= Gulshan-e-Sikandarabad =

Neighbourhood of Karachi in Pakistan

Gulshan-e-Sikandarabad (often simply called Sikandarabad) is a village and neighbourhood of Keamari Town in the southern part of Karachi, Sindh, Pakistan.

It is densely populated area of Keamari District of southern Karachi, characterized by katchi abadis (informal settlements).

== Location ==
Sikandarabad is situated in the Keamari area, near the Karachi port. It is located on the southern bank of the Chinna Creek. It is bordered by the creek to the north, Boat Basin the east, Clifton and Shirin Jinnah Colony to the South and Bhutta Village to the west.

== Demographics and Community ==
It is primarily a low-to-middle-income area mainly consisting of informal settlements and congested residential blocks

== Land Ownership Issues ==
Much of the land officially belongs to the Karachi Port Trust (KPT). However land mafia largely controls the area and in the past headed by Sikander Jadoon led extensive encroachment and reclamation of the creek to expand the land area.

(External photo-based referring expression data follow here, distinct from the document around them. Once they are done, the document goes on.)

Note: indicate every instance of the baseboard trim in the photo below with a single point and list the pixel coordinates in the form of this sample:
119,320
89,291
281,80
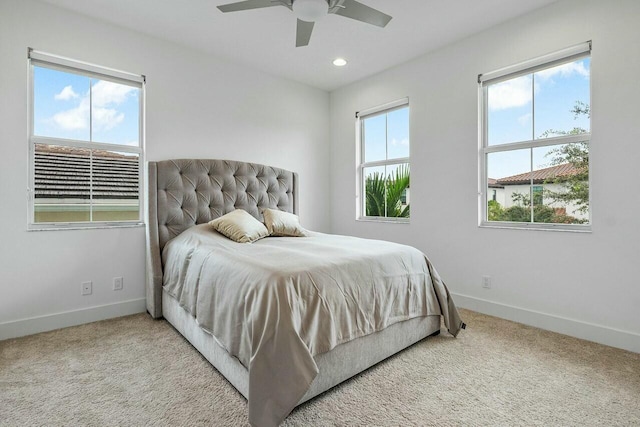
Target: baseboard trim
625,340
34,325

Over time the area has grown through informal expansion, "china cutting" (illegal subdivision of land) and encroachment on the adjoining Chinna Creek, making formal urban planning nearly impossible.

The leader of the land mafia group, Sikandar Jadoon, first attacked on KPT Estate Manager and Judicial Magistrate through direct firing from automatic weapons while officials were monitoring the area. An FIR number 187/2011 was registered against him in Jackson Police Station. Couple of days later, the mafia under the leadership of Sikandar Jadoon took under siege the joint check post of Police and Port Security Force (PSF) and put it on fire. They even opened fire on officials of PSF KPT, including a DSP and three SHOs of the area. KPT again registered an FIR number 235/11 in Jackson Police Station against the mafia group.

The Mukhtyar Kar also registered an FIR number 22/2011 against Sikandar Jadoon according to prevailing rules and regulations of Anti Encroachment Act incorporated under the Board of Revenue, however, so far it resulted in no arrests. The eastern backwaters form an important reservoir for maintaining the hydraulic regime of the harbour.